‘Knights’ on our highways

The scene of 13 semis lined up under a bridge on a highway near Detroit confirmed something I’ve been saying since the early ’80s: truck drivers are the “knights” of our highways.
You’ve probably seen the photo of the trucks whose drivers heeded an emergency call that a man was standing on an overpass and threatening to jump down onto the highway below. The trucks, with the help of Michigan state police, managed to create a “wall” beneath the bridge, meaning if the man did jump, his fall would be considerably shortened, and also that he would be unable to jump into the speeding traffic below.
With those options eliminated, counselors were able to talk the man off the bridge and lead him to safety.
This all took place in the wee hours of Tuesday morning, the first call for help going out at 1 a.m.

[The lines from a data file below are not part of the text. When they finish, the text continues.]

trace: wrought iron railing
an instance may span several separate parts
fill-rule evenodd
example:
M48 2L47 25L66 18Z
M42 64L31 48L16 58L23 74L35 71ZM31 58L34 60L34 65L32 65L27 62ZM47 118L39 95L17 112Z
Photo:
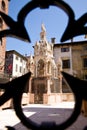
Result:
M0 32L0 38L10 35L11 37L13 36L30 42L29 35L24 26L24 21L27 14L29 14L33 9L37 7L40 7L40 9L49 9L50 5L61 8L69 17L67 28L61 38L62 42L68 39L72 39L74 36L87 34L87 27L85 26L87 23L87 13L81 16L78 20L75 20L75 14L73 10L62 0L31 0L20 10L18 13L17 21L14 21L10 16L4 14L3 12L0 12L1 17L9 27L9 29ZM64 130L76 121L81 112L82 101L87 100L87 81L75 78L65 72L62 72L62 75L72 89L75 97L74 111L71 117L69 117L62 124L56 124L55 122L42 122L42 124L38 125L23 114L21 108L21 99L25 84L31 76L30 72L19 78L13 79L8 83L0 84L0 88L4 89L4 94L0 97L0 106L12 98L16 115L23 123L23 125L25 125L27 128L30 128L32 130Z

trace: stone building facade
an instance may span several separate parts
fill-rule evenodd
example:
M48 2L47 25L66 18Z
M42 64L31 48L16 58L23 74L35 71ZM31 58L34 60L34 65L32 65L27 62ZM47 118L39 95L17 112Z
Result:
M0 11L8 14L8 6L10 0L0 0ZM0 31L6 29L7 26L0 16ZM4 74L5 64L5 51L6 51L6 38L0 39L0 76Z

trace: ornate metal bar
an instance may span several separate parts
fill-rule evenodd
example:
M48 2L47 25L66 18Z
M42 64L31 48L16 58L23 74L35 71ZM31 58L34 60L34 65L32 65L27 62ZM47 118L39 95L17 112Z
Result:
M24 26L24 21L27 14L29 14L33 9L37 7L39 7L40 9L45 9L49 8L49 6L57 6L68 15L68 25L61 38L62 42L78 35L87 34L87 27L84 26L87 23L87 13L81 16L78 20L75 20L74 11L67 3L62 0L32 0L20 10L17 16L17 21L14 21L10 16L7 16L3 12L0 12L0 15L9 27L9 29L0 32L0 38L10 35L11 37L20 38L22 40L30 42L29 35ZM25 74L24 76L12 80L11 82L0 84L0 88L5 90L4 94L0 97L0 106L3 105L7 100L12 98L15 112L18 118L27 128L31 128L32 130L64 130L76 121L77 117L80 114L82 100L87 100L87 81L77 79L64 72L62 72L62 75L69 84L75 96L74 111L71 117L62 124L57 125L55 122L42 122L42 124L37 125L35 122L31 121L23 114L21 108L21 99L25 84L31 76L30 72L28 74ZM79 89L77 86L79 86ZM8 129L10 130L10 127Z

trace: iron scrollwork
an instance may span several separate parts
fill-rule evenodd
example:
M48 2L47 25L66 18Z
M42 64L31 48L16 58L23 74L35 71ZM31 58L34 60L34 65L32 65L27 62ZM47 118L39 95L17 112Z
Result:
M39 7L40 9L45 9L49 8L49 6L57 6L68 15L68 24L61 38L61 42L71 39L78 35L87 34L87 27L85 26L85 24L87 23L87 13L81 16L78 20L75 20L75 14L73 10L63 0L32 0L20 10L17 16L17 21L14 21L10 16L0 11L1 17L9 27L8 29L0 32L0 38L5 36L11 36L30 42L30 37L24 26L27 14L29 14L33 9L37 7ZM70 88L72 89L72 92L75 97L74 111L71 117L69 117L69 119L67 119L62 124L57 125L55 122L42 122L42 124L37 125L35 122L31 121L23 114L21 108L21 99L25 83L31 76L30 72L8 83L0 84L0 88L5 90L4 94L0 97L0 106L3 105L10 98L13 98L13 105L16 115L27 128L30 128L32 130L64 130L76 121L81 111L82 100L87 100L87 82L77 79L65 72L62 72L62 75L69 84ZM10 127L8 129L10 129Z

From 1980 to 1983 I lived in Allentown, Pa., and worked in Pittston, giving me an hour-long commute on the Pennsylvania Turnpike and an opportunity to observe the drivers of those big rigs.
Time after time, they’d slow down and allow me in my compact car to enter the Lehigh Tunnel in front of them instead of behind. Time after time I’d see one of them pull over to assist a stranded motorist.
That’s when I began thinking them as true “knights in shining armor.”
The event last week told me I was not wrong.